Ironing out business process management (BPM) ambiguity with a well-defined, open source workflow language is the goal of the YAWL project, founded by Queensland University of Technology researchers.
YAWL, or Yet Another Workflow Language, will be attractive to IT managers as it provides a BPM solution over which they have full control, according to the project's manager Associate Professor Arthur ter Hofstede.
"For the cost-conscious IT manager, the absence of licensing fees may also be important and the risks typically associated with vendor lock-in can be avoided," said ter Hofstede. "YAWL's service-oriented architecture provides unique flexibility when it comes to enabling interoperability with external systems and extending current functionality."

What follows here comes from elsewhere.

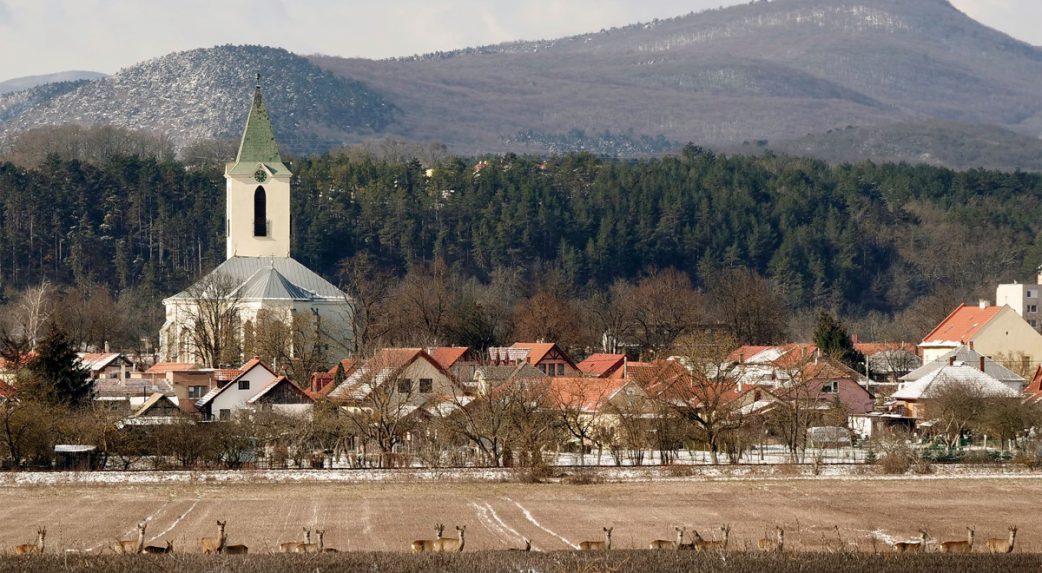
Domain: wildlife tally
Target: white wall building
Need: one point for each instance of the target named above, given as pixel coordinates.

YAWL aims to provide a support environment to specify, analyze and execute business processes, and to simplify the specification of executable business processes without the distraction of "unnecessary" technical considerations.
"We do not think that a business analyst [BA] needs to know Java," explained ter Hofstede, noting that YAWL provides comprehensive support for the workflow patterns and a repository for workflow modeling patterns.

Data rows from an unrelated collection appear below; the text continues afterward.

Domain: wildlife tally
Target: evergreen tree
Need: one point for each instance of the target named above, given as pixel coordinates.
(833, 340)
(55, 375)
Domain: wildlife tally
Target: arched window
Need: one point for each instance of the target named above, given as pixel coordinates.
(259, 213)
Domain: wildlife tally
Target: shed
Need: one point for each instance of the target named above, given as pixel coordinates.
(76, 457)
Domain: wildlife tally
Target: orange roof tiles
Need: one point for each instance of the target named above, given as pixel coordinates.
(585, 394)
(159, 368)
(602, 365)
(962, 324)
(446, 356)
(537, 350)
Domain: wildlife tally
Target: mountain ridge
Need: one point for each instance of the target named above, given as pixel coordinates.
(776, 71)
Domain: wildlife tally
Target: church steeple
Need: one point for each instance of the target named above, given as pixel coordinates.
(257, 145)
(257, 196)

"Business scenarios can be complex and a modelling language should be able to deal with this complexity," he said. "Business analysts should not need to continuously have to find workarounds to specify complicated aspects of business scenarios, which tend to occur naturally in practice, as this may lead to process models which are hard to understand and maintain."
BAs supported by automated analysis can identify potentially costly mistakes early in the process life-cycle, according to ter Hofstede, and they can rest assured their models have an unambiguous meaning as YAWL is rigorously defined.
"There should be no surprises during execution," he said. "Nor should there be a need to have lengthy debates about the meaning of the concepts used!"
YAWL now consists of an open source engine and GUI editor, both written in Java and released under the LGPL. YAWL uses XML Schema, XPath, XQuery and XForms natively, and is compatible with SOAP and WSDL. Development is done in conjunction with the Eindhoven University of Technology in The Netherlands.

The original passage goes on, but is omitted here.